The researchers looked at samples of 300-year-old leaves buried by sediment that backed up behind Denlinger's Mill in Lancaster County. The leaves came from trees on an outcrop above the dam. Because sediment quickly covered the leaf layer, the leaves that date from before the dam remain intact. When carefully separated and cataloged, the leaves reveal the makeup of the forest near the water's edge before milldams were built and forests were cleared. The researchers published their findings in today's (Nov. 13) issue of PLOS ONE.
Dorothy J. Merritts, chair, Department of Earth and Environment and Harry W. and Mary B. Huffnagle Professor of Geoscience, and Robert C. Walter, associate professor of geosciences, both of Franklin and Marshall College, who found the fossil leaf mat note that the Denlinger's Mill site was our 'Eureka' moment in the unraveling of this anthropogenic impact story."
"We expected to see evidence for single stream channels that meandered back and forth across the valley bottom landscape for millennia, " they wrote. "Instead, we found that most of the valley bottoms at the time of European contact were dominated by wetland ecosystems with numerous small, stable 'anastomosing' streams."
These branching and reconnecting streams were far different from the steep-banked meandering streams that, since the dams were breached, now cut through the silt deposits created by the dams.
"First we had to uncover the leaf mats and then try to get a sample," Elliott said. "The mats were fragile and delicate, and getting them back to the lab or just transferring them from one container to another was problematic."
Elliott carefully peeled away the leaves, stacked on top of each other in sticky mud and preserving gorgeous detail, to preserve as many pieces as possible. She then treated them in a variety of chemical baths, mounted them between large glass slides and cataloged their species.
"We got a lot of information that was not available from other sources," said Elliott.
The Denlinger's Mill site is unusual because of the rock outcrop and the trees that grow and grew there over the water. The leaves found in the stream bank preserve a snapshot of the trees growing directly above before European settlement, which Elliott then compared to the modern forest makeup.
The researchers found that the precontact forest was overwhelmingly American beech, red oak and sweet birch, similar to modern red oak/beech forests today. But box elder and another maple dominate the current forest that grows above the stream.
"It was intriguing to see samples from American chestnut, which isn't around anymore because of the chestnut blight," said Elliott. "On the whole though, the species are around today, just in different proportions and places."

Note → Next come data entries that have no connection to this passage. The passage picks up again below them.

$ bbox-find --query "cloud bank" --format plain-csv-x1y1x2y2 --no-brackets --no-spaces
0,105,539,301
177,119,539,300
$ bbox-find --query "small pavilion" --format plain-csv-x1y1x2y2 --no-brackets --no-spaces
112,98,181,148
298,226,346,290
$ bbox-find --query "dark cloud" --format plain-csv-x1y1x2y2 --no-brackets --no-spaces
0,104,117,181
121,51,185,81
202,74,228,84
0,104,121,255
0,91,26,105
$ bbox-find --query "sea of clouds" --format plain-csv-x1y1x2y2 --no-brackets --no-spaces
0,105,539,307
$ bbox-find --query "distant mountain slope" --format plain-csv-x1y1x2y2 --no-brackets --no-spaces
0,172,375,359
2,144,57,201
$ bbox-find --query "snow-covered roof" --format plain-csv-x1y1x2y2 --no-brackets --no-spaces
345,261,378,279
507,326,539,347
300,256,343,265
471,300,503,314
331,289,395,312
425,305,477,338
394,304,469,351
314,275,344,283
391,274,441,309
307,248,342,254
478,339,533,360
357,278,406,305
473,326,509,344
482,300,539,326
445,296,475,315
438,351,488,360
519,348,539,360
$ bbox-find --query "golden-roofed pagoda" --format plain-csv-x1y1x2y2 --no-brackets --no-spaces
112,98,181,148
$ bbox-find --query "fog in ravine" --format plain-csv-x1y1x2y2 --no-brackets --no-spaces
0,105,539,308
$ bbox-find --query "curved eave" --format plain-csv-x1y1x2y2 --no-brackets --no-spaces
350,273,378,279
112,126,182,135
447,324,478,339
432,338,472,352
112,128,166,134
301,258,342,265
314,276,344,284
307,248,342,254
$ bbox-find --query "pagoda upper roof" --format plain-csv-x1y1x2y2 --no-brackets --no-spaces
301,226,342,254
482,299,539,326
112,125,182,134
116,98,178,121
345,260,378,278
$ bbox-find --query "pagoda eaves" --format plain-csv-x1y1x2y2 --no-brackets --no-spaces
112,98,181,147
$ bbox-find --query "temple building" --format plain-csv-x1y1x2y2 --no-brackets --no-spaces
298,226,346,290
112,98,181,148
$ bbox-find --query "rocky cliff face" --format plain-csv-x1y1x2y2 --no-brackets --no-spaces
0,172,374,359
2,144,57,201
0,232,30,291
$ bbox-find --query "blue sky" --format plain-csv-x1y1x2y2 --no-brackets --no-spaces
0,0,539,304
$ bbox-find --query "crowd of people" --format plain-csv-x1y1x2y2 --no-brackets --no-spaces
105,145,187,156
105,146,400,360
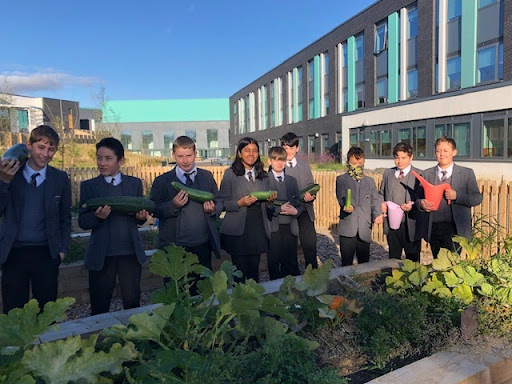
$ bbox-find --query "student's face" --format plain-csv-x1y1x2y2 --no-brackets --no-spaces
27,139,57,171
96,147,124,176
395,151,414,169
436,141,457,168
238,144,260,169
269,158,286,172
348,156,364,168
283,145,299,161
172,148,197,172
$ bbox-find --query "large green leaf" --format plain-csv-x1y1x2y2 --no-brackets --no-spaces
23,335,137,384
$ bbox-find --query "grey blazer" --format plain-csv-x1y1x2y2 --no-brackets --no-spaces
0,166,71,264
336,173,384,243
421,164,483,241
284,159,315,222
380,167,425,241
150,168,222,257
268,172,305,236
78,175,146,271
220,168,270,239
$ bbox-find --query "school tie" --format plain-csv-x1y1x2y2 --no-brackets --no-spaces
30,172,40,188
185,172,194,186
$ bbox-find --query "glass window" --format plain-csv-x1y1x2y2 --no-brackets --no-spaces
453,123,471,157
121,132,133,149
482,119,505,157
477,45,496,83
446,56,460,89
185,129,196,141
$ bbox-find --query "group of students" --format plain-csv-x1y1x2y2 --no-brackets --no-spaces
0,125,482,315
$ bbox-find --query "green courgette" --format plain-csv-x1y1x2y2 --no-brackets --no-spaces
300,184,320,199
2,143,29,165
249,190,277,200
345,188,352,209
82,196,155,214
171,181,215,203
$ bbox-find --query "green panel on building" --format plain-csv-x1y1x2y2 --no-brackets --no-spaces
103,99,229,123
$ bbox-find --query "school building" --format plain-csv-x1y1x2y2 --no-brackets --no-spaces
229,0,512,180
103,98,230,159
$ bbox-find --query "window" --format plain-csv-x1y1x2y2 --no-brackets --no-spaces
185,129,196,141
121,132,133,150
482,119,505,157
206,129,219,148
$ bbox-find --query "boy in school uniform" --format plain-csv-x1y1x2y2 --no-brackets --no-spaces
336,147,384,266
150,136,221,269
267,147,303,280
281,132,318,268
0,125,71,313
380,143,424,262
78,137,149,315
420,136,483,258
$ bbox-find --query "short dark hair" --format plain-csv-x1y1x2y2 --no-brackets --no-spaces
172,136,196,152
96,137,124,161
393,141,413,157
28,125,59,147
281,132,299,147
347,147,365,163
268,147,286,160
434,136,457,149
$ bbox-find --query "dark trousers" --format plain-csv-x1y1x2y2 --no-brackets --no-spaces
297,209,318,268
267,224,300,280
340,235,370,267
89,254,142,316
2,246,60,313
430,222,457,259
231,254,261,283
387,221,421,261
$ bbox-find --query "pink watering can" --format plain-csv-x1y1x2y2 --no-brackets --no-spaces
411,171,452,211
385,201,404,229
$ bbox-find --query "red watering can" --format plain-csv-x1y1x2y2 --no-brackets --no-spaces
411,171,452,211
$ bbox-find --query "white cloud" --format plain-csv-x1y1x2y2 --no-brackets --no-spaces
0,72,99,93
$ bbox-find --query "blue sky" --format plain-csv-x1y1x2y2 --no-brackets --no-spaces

The researchers think that reconstructing landscapes more along the lines of those that actually existed before the 1700s might be a more successful approach to restoration. Establishment of precolonial-like habitats might also decrease the amounts of nutrients from the legacy sediments that currently flow into the Chesapeake watershed and cause increased algal and plant growth.
"We now know that legacy sediment from the stream banks caused by the milldams is the major source of eutrophication in the Chesapeake area," said Wilf. "Not, as is usually assumed, modern agricultural runoff."